In a spatially homogeneous model, spacetime is filled with a one-parameter set of invariant hypersurfaces H(t). Spatial homogeneity means that the metric on each H(t) is described in terms of constants. Meaning that the metric becomes a function of time only.

I guess that this means that given an isometry group (belonging to the Bianchi classes) one have to choose a set of three 1-forms such that the metric depends on time only? That is, all the Bianchi models can be written in the form where ds^2 is given by:

ds^2 = -dt^2 + g_ij(t)w^ïw^j, where w^i is the set of forms determined by the isometry group such that that the metric becomes a function of t alone.

Could someone clearify this?

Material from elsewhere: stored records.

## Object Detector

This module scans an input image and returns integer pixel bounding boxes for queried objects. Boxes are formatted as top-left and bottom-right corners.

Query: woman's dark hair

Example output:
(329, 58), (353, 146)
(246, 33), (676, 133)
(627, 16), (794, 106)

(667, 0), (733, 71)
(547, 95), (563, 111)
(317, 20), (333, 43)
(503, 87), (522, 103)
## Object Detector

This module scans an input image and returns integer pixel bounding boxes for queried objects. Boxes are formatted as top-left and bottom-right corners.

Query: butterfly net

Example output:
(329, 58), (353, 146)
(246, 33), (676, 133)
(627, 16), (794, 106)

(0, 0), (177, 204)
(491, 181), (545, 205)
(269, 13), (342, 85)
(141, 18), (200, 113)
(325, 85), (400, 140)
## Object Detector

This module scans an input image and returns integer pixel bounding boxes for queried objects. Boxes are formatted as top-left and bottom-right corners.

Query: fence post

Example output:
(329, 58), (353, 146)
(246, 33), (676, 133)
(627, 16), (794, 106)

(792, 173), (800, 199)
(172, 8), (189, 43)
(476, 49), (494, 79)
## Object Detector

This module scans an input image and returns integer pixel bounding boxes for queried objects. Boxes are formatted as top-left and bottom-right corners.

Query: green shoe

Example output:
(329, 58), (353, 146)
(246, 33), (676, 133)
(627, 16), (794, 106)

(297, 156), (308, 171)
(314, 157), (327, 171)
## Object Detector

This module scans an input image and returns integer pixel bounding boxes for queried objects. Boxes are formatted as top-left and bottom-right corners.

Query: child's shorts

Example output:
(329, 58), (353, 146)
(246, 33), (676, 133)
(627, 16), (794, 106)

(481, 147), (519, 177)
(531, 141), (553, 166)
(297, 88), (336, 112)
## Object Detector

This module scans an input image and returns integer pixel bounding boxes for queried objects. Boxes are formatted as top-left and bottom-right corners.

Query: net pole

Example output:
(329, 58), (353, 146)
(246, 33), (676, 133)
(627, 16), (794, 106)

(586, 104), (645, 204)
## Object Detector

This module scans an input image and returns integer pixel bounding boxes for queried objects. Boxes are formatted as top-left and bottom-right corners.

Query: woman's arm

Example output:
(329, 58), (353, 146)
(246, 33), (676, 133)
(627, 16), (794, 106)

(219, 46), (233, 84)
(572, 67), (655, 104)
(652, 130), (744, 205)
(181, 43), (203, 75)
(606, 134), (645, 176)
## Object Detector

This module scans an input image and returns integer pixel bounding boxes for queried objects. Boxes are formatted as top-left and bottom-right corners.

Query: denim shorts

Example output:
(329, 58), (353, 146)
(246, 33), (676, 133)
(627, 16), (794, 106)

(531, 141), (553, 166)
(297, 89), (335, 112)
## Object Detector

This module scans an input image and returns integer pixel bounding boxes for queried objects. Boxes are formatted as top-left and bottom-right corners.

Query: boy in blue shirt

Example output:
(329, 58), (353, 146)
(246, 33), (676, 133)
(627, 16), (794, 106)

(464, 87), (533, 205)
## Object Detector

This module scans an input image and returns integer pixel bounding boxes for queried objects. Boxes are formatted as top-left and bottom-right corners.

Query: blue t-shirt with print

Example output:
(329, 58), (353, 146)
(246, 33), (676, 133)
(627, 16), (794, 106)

What do the forms really mean? In Biachi I the forms are given by dx,dy,dz which makes sence. For then the metric will only depend on time since in Biachi I, the isometry group is the group of translations along the spatial coordinate axes.

2. May 19, 2014

### Matterwave

You are free to choose any bases you want in General relativity (as long as they are "good" bases, i.e. linearly independent). You don't have to choose a bases such that g=g(t) alone. You might want to choose such a basis because it manifestly shows the invariance of g, but, for example, if you use spherical coordinates on your hypersurfaces, then g may depend on your spherical coordinates. That's not to say that those symmetries are no longer present, just that they aren't manifest in your coordinate system (Killing's equation is independent of the coordinate system, but is easiest to solve in coordinate systems where g is independent of some coordinates).

3. May 20, 2014

### Bill_K

If you haven't already, you should take a look at the book, "Homogeneous Relativistic Cosmologies", by Michael Ryan and Lawrence Shepley. This is the best reference on the subject.